Starting with dissent, we need to appreciate the character of the consensus on climate change and the character of opposition to it. As discussed here before, there are areas of greater and lesser certainty, when it comes to climate change. What is absolutely certain is that we are increasing the concentration of greenhouse gasses in the atmosphere and that, in turn, causes more energy from the sun to be absorbed. The precise consequences of that overall warming are not known with certainty, but we do know enough to have very good reason to be worried. Arguably, those dissenting from this view are a combination of the self-interested (industrial groups reliant upon heavy emissions, conservative ideologues opposed to government regulation) and conspiracy theorists. The doubts of legitimate scientists establish the areas of uncertainty within climatic science, including questions about the strength of feedback mechanisms, the effects of planetary warming on regional weather, and so forth.

On the matter of scientific consensus, the article argues that a “lone dissenting voice of that crazy guy in the Swiss patent office” overthrew the Newtonian conception of gravity. This is a relatively absurd claim. Firstly, relativistic physics essentially includes Newtonian physics as a special case, in situations where velocities are not close to the speed of light and massive objects are not close at hand. Secondly, the process through which Relativity became an established scientific theory was largely focused on the collection of empirical evidence (demonstrations of gravitational lensing, for instance) and the refinement of the theory within the scientific community. Newtonian physics, for its part, is still completely adequate for planning space voyages within our solar system – the basic relationships posited within it are close to correct in most cases. If we have done so well with our climate models, we have engineered them effectively indeed.

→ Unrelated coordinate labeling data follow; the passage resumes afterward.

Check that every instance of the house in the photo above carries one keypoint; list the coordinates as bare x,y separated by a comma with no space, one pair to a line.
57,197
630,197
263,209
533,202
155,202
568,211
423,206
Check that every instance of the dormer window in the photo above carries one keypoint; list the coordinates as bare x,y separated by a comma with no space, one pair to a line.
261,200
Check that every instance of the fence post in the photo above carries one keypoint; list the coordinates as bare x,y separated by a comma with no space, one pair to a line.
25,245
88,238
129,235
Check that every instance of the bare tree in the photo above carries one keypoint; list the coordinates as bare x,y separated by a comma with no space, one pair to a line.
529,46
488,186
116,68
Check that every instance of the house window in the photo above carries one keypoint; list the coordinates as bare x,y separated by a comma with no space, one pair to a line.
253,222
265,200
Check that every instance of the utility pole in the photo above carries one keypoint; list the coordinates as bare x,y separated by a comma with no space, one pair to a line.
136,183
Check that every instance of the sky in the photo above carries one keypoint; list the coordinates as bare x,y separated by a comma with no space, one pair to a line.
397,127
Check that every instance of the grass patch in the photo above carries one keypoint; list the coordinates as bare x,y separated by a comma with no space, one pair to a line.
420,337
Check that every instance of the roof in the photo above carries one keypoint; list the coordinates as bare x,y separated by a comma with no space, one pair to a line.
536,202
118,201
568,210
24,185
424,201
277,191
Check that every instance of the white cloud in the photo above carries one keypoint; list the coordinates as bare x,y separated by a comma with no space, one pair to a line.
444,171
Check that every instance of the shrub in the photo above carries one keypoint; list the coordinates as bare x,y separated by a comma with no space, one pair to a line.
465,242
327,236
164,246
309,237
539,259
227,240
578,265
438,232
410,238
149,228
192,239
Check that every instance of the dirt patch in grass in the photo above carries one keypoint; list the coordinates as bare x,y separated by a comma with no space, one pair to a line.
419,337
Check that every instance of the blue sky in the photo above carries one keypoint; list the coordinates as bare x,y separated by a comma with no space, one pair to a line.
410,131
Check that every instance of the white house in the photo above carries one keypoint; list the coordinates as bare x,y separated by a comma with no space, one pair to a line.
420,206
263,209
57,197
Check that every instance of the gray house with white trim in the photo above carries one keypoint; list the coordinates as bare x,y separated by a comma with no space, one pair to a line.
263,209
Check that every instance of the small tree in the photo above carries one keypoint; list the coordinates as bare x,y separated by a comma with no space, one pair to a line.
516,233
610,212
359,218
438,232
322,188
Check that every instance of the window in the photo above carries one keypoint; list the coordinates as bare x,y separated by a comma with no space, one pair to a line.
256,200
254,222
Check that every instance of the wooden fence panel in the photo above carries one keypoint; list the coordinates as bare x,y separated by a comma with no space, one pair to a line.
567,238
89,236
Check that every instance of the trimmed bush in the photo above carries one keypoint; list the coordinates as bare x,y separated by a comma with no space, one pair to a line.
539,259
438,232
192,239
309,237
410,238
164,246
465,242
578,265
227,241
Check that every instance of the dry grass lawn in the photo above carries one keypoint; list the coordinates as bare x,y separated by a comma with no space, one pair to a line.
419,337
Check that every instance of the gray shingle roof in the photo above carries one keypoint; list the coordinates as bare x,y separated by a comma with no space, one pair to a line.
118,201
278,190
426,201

Relations between science and the media will always be challenging. The media generally doesn’t have the time, expertise, or interest to deal with nuance. It also lacks an audience interested in cautious and non-confrontational assessments of fact. In short, the kind of story that is demanded of the media is one in which the scientific process and the character of scientific conclusions cannot always be presented effectively. Moderating some of the incentives to distort that are inherent to the contemporary practice of journalism is thus an undertaking with some merit. It is not as though we should forbid any mention of opposition to our general understanding of climate change; rather, journalists should strive to make clear that the evidence on one side is overwhelmingly stronger than that on the other. A defendant who was seen to stab someone in the middle of the field at the Super Bowl, viewed by millions of people, surely has the right to make a defence at his trial. He does not have the right to media coverage that gives equal weight to claims that he had nothing to do with the death.

Temperature and extreme weather

A new article in Science provides observational evidence of the link between rising temperatures and extreme weather events:

These observations reveal a distinct link between rainfall extremes and temperature, with heavy rain events increasing during warm periods and decreasing during cold periods. Furthermore, the observed amplification of rainfall extremes is found to be larger than predicted by models, implying that projections of future changes in rainfall extremes due to anthropogenic global warming may be underestimated.

Of all the impacts of climate change, extreme weather seems especially likely to help spur mitigation action, especially when that weather occurs in rich states. Reasons for that include the visibility and newsworthiness of floods, droughts, hurricanes, and so forth. Another major factor is the importance of the insurance industry, especially insofar as their professional estimations of risk affect the cost and feasibility of different projects. That is, so long as policy-makers do not establish incentives for risky behaviour.